Gastric Sleeve Revision Surgery
If you have experienced weight regain, insufficient weight loss, or severe reflux after sleeve gastrectomy, MISH Hospital offers proven revision options to help you reach your goals.

When Sleeve Revision Is Needed
While the sleeve gastrectomy is an effective weight loss procedure for most patients, some may require revision surgery over time. The most common reasons for sleeve revision include significant weight regain due to stretching of the sleeve, inadequate initial weight loss, and the development of severe gastroesophageal reflux disease (GERD) that does not respond to medication.
Weight regain after sleeve gastrectomy often occurs when the sleeve stretches over time, allowing larger meal portions. Some patients may not have lost enough weight initially if their sleeve was created too large or if metabolic factors limited the effectiveness of the restrictive approach alone.
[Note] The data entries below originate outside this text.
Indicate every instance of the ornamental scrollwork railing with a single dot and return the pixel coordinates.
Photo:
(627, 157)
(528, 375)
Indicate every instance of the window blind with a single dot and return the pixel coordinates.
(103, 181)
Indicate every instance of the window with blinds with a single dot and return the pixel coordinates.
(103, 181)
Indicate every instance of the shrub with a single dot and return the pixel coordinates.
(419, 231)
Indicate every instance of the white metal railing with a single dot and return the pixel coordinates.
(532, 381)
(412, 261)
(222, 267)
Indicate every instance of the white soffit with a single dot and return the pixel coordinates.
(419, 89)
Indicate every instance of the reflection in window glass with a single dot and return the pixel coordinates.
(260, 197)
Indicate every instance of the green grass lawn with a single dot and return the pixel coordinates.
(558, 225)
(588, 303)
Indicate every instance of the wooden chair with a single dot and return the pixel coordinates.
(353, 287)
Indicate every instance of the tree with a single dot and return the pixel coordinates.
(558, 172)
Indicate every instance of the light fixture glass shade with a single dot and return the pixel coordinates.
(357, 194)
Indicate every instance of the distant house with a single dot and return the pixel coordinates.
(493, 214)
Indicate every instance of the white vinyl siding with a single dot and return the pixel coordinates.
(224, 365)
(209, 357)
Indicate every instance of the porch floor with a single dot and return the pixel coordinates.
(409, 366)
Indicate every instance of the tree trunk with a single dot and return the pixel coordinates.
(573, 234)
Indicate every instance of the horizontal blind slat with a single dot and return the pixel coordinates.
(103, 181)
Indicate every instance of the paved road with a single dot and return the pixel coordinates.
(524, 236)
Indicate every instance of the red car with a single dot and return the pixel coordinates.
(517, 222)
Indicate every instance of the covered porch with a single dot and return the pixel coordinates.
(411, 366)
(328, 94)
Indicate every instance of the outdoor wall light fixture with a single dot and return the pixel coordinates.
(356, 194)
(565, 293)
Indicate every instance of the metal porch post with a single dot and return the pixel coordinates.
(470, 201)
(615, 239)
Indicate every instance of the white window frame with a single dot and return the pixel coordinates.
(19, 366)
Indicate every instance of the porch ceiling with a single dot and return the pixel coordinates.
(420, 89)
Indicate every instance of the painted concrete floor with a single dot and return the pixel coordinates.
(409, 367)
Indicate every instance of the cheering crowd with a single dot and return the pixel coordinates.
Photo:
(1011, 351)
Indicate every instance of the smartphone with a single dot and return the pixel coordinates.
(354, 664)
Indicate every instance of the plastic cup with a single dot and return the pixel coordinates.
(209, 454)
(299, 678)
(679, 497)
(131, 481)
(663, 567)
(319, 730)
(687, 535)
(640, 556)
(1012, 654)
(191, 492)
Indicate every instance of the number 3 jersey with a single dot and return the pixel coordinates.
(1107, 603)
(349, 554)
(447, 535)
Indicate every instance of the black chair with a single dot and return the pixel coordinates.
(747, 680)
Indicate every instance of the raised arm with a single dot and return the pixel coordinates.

Revision Options After Sleeve Gastrectomy
Conversion to Gastric Bypass: This is the most common revision for sleeve gastrectomy patients, particularly those experiencing severe reflux. Gastric bypass effectively eliminates reflux symptoms while adding a malabsorptive component that promotes additional weight loss. This conversion is also appropriate for patients with weight regain.
Conversion to Duodenal Switch: For patients who need maximum additional weight loss, converting a sleeve to a full duodenal switch adds a significant malabsorptive component. Since the sleeve is already in place, only the intestinal portion of the procedure needs to be performed. This is often an excellent option for patients with very high BMIs.
Re-sleeve or Sleeve Revision: In select cases where the original sleeve has stretched significantly, a re-sleeve procedure may be appropriate to reduce the stomach volume back to its intended size. However, this option is less commonly recommended than conversion to bypass or duodenal switch.